If the area bounded by the x-axis, curve y = f (x) and the lines x = 1, x = b is equal to $\sqrt{{{b}^{2}}+1}-\sqrt{2}$ for all b > 1, then f (x) is
a. $\sqrt{x-1}$
b. $\sqrt{x+1}$
c. $\sqrt{{{x}^{2}}+1}$
d. $\dfrac{x}{\sqrt{1+{{x}^{2}}}}$

Answer 1

Solution

Hint : We will first find the value of f (x) by generalizing the given relation, $\int\limits_{1}^{b}{f\left( x \right)dx}=\sqrt{{{b}^{2}}+1}-\sqrt{2}$ and then we will differentiate the obtained general term to get the value of f (x).
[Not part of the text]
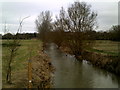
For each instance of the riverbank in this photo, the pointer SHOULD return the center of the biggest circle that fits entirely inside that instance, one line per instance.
(109, 62)
(41, 66)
Complete step-by-step answer :
It is given in the question that the area bounded by the x-axis, curve y = f (x) and the lines x = 1, x = b is equal to $\sqrt{{{b}^{2}}+1}-\sqrt{2}$ for all b > 1 and we have been asked to find the value of f (x).
We can represent the given data as follows.

We know that the area under the curve y = (x) and x-axis is given by the integration of y = f (x) from 1 to b, as we have the lines x = 1 and x = b. So, we get,
Area = $\int\limits_{1}^{b}{f\left( x \right)}$
Now, we have been given that $\int\limits_{1}^{b}{f\left( x \right)dx}$ is equal to $\sqrt{{{b}^{2}}+1}-\sqrt{2}$ , so we can write,
$\int\limits_{1}^{b}{f\left( x \right)dx}=\sqrt{{{b}^{2}}+1}-\sqrt{2}$
We can also write $\sqrt{2}$ as $\sqrt{1+1}$ . So, we get,
$\int\limits_{1}^{b}{f\left( x \right)dx}=\sqrt{{{b}^{2}}+1}-\sqrt{1+1}$
Now, if we observe $\sqrt{{{b}^{2}}+1}-\sqrt{1+1}$ , we get to know that we can generalize it using the general function $\left[ \sqrt{{{x}^{2}}+1} \right]_{1}^{b}$ , so we get,
$\int\limits_{1}^{b}{f\left( x \right)dx}=\left[ \sqrt{{{x}^{2}}+1} \right]_{1}^{b}$
We know that integration is the reverse of differentiation, so we can write it as,
$f\left( x \right)=\dfrac{d\left( \sqrt{{{x}^{2}}+1} \right)}{dx}$
Now, we will differentiate $\left( \sqrt{{{x}^{2}}+1} \right)$ with respect to x. We know that the derivative of $\sqrt{x}$ is $\dfrac{1}{2\sqrt{x}}$ . So, we can write the derivative of $\left( \sqrt{{{x}^{2}}+1} \right)$ as,
$\begin{aligned} & f\left( x \right)=\dfrac{1}{2\sqrt{{{x}^{2}}+1}}\times 2x \\\ & f\left( x \right)=\dfrac{x}{\sqrt{{{x}^{2}}+1}} \\\ \end{aligned}$
So, the correct answer is “Option D”.

Note : Many time, the students take the opposite limit after generalizing the function, f (x), they may take the function, $\int{f\left( x \right)dx}=\left[ \sqrt{{{x}^{2}}+1} \right]_{b}^{1}$ which gives the opposite result. They might get a negative sign in the area of the region found out, but it is also correct as we will neglect the negative sign because the area cannot be negative.